L tag
这道题如果按照原题直接写,会tle, 注意到题目中的这个要求:
The only difference is now you are given the list of words and your method will be called repeatedly many times with different parameters.
所以如果我们每次有新的input parameters都得重新找index list的话就会很耗时,在words.length很大的时候就会导致超时。
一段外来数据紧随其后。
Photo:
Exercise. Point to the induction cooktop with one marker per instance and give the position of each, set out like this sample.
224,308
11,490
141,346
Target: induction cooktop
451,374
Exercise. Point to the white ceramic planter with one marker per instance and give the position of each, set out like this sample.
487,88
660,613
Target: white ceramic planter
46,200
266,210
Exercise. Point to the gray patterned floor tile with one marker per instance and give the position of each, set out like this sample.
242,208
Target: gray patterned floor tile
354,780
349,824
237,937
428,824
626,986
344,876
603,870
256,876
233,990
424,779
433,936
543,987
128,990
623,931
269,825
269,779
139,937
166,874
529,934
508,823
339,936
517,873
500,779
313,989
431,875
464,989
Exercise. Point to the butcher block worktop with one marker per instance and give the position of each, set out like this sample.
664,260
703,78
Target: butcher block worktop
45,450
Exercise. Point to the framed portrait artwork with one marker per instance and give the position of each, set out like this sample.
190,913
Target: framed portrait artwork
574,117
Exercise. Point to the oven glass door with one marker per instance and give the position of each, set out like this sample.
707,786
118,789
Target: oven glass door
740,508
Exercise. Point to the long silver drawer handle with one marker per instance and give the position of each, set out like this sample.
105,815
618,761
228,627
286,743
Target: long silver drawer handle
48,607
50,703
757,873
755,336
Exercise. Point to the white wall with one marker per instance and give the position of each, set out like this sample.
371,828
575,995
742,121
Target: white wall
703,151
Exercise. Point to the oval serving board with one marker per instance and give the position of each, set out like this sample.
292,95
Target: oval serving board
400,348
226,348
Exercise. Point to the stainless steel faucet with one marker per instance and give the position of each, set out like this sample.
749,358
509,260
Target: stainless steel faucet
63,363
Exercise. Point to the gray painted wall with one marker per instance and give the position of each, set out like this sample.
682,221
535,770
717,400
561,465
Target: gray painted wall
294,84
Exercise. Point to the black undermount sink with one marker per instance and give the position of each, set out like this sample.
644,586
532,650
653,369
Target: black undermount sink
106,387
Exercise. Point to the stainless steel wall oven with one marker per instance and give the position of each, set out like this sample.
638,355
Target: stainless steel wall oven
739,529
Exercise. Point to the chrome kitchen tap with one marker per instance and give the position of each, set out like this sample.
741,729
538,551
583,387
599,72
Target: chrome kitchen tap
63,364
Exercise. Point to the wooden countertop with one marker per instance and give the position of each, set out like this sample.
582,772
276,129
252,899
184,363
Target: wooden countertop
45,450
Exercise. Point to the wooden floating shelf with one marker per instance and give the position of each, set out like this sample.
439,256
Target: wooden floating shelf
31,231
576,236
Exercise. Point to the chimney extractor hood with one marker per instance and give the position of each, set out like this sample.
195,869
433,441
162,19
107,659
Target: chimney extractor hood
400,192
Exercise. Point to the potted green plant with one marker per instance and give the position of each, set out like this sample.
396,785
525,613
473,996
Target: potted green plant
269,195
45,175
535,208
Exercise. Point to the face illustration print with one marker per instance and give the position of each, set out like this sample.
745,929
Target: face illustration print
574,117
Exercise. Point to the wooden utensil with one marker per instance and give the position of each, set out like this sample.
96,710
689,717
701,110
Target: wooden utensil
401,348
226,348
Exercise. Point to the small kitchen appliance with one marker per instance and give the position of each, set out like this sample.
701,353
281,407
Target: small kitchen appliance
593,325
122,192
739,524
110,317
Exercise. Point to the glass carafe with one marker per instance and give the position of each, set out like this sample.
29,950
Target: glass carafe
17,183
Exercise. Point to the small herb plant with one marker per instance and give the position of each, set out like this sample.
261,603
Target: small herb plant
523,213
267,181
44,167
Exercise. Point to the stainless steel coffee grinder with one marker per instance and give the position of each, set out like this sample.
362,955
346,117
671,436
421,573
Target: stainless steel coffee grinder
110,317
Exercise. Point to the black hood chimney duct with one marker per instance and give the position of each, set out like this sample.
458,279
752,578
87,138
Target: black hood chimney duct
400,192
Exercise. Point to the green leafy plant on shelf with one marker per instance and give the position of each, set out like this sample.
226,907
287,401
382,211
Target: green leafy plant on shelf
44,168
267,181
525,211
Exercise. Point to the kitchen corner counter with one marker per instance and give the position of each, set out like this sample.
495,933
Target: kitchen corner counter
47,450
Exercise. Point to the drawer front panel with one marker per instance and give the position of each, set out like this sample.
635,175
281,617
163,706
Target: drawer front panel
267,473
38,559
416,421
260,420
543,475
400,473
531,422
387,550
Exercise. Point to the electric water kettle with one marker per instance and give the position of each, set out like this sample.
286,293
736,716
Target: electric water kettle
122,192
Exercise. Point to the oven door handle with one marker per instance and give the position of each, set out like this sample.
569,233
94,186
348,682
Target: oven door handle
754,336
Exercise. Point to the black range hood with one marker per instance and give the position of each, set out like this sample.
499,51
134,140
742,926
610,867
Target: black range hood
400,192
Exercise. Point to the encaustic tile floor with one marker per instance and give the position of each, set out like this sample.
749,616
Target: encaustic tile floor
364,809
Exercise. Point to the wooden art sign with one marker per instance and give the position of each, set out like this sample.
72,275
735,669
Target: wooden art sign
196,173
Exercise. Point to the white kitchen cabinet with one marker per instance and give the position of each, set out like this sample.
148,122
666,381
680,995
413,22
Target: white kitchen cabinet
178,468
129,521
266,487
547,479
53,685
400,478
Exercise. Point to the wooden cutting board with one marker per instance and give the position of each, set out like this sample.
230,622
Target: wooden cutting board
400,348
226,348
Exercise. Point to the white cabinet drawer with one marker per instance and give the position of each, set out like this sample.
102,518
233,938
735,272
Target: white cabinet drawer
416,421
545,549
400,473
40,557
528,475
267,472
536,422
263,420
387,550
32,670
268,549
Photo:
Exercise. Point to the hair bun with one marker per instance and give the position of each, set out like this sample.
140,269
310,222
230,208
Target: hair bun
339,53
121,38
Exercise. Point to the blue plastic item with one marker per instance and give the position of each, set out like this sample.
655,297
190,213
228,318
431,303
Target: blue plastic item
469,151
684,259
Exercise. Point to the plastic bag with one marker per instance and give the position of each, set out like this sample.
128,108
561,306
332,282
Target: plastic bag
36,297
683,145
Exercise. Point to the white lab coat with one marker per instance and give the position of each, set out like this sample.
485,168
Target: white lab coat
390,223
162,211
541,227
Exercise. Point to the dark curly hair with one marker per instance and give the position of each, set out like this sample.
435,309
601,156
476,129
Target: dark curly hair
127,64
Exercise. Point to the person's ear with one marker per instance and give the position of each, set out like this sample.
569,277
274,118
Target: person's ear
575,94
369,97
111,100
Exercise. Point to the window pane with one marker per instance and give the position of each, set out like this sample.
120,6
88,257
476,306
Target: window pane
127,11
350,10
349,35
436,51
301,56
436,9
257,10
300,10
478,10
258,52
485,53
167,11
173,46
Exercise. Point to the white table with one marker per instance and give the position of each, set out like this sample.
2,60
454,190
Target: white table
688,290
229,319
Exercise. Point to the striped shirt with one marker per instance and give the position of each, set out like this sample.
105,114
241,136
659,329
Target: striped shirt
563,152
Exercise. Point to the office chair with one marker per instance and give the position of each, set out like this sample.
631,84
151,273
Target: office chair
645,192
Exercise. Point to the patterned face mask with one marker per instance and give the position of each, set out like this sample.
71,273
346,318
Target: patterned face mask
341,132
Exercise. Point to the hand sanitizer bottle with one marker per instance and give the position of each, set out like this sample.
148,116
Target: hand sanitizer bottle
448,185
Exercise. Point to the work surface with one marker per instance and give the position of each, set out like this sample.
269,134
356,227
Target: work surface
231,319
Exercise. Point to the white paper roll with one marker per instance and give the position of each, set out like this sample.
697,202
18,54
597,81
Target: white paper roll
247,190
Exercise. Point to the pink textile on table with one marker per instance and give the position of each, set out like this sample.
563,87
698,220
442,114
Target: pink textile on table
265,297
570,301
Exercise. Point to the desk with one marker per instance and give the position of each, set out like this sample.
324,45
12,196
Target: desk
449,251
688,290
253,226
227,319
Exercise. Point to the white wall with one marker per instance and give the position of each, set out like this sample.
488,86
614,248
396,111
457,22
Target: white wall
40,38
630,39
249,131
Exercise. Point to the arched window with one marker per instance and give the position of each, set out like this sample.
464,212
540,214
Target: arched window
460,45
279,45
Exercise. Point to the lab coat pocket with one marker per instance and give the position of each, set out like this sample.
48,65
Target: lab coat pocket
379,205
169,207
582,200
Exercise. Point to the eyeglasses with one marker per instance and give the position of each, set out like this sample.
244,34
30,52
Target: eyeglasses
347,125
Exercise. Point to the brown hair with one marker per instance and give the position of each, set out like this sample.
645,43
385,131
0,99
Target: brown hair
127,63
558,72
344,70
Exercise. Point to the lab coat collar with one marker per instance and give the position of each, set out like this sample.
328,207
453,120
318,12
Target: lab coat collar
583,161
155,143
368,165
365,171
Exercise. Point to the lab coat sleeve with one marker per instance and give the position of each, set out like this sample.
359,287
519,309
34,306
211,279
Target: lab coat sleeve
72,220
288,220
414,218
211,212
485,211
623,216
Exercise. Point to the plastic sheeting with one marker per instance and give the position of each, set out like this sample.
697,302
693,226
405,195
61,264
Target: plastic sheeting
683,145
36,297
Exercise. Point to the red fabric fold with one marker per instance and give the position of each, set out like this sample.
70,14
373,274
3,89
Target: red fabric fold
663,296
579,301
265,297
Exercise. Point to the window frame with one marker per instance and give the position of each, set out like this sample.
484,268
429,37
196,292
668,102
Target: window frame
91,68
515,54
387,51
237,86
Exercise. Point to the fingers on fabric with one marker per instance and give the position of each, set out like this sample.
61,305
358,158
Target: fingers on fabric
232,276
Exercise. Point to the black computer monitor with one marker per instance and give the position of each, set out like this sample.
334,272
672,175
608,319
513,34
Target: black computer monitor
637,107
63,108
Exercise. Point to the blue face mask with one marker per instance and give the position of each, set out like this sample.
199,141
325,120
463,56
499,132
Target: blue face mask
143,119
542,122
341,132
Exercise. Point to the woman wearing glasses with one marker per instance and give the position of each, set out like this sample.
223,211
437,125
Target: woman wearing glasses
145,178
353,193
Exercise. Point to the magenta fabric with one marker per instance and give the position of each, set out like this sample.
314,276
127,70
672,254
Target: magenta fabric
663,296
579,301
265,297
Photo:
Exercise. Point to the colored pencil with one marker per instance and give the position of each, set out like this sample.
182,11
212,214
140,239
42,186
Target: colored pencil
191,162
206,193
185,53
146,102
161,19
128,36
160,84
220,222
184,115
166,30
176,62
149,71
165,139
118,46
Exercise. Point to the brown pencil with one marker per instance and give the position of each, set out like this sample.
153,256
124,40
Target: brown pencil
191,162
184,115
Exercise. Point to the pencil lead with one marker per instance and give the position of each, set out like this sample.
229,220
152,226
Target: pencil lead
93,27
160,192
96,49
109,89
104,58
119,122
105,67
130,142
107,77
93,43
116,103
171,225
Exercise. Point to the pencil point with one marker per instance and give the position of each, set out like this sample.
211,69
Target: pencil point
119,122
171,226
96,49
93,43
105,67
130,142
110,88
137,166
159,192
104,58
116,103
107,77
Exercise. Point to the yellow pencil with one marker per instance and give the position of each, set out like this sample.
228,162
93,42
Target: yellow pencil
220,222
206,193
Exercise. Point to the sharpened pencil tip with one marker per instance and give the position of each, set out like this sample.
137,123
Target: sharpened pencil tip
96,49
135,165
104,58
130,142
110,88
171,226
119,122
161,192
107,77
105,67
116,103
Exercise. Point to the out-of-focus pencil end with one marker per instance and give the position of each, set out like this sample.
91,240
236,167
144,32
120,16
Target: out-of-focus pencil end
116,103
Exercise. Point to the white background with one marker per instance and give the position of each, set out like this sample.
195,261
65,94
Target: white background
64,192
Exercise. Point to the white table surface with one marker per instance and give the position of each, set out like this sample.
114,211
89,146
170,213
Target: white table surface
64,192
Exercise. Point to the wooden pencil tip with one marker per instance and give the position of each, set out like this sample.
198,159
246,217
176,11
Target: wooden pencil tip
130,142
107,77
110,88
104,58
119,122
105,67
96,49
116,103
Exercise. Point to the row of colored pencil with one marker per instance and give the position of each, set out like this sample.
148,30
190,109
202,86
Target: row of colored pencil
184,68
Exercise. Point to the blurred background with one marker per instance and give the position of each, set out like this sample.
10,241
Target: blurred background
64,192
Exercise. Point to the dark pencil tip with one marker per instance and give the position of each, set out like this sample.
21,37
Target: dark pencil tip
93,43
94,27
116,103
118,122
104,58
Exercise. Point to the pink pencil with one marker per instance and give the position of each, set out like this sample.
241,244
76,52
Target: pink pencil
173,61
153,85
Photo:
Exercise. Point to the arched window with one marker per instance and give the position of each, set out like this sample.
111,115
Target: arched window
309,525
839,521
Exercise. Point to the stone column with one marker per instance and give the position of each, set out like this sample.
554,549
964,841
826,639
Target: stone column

所以我们一开始就用map来存下单词和index list的mapping,这样每次call method都可以直接得到index list, 再按照原题的方法做就好了。
class WordDistance {
Map<String, List<Integer>> map;
public WordDistance(String[] words) {
map = new HashMap<>();
int index = 0;
for (String word : words){
if (!map.containsKey(word)){
map.put(word, new ArrayList<Integer>(Arrays.asList(index++)));
} else {
map.get(word).add(index++);
}
}
}
public int shortest(String word1, String word2) {
int shortest = Integer.MAX_VALUE;
int i = 0;
int j = 0;
List<Integer> indexes1 = map.get(word1);
List<Integer> indexes2 = map.get(word2);
while (i < indexes1.size() && j < indexes2.size()){
int dis = 0;
if (indexes1.get(i) > indexes2.get(j)){
dis = indexes1.get(i) - indexes2.get(j);
j++;
} else {
dis = indexes2.get(j) - indexes1.get(i);
i++;
}
shortest = Math.min(dis, shortest);
}
return shortest;
}
}
/**
* Your WordDistance object will be instantiated and called as such:
* WordDistance obj = new WordDistance(words);
* int param_1 = obj.shortest(word1,word2);
*/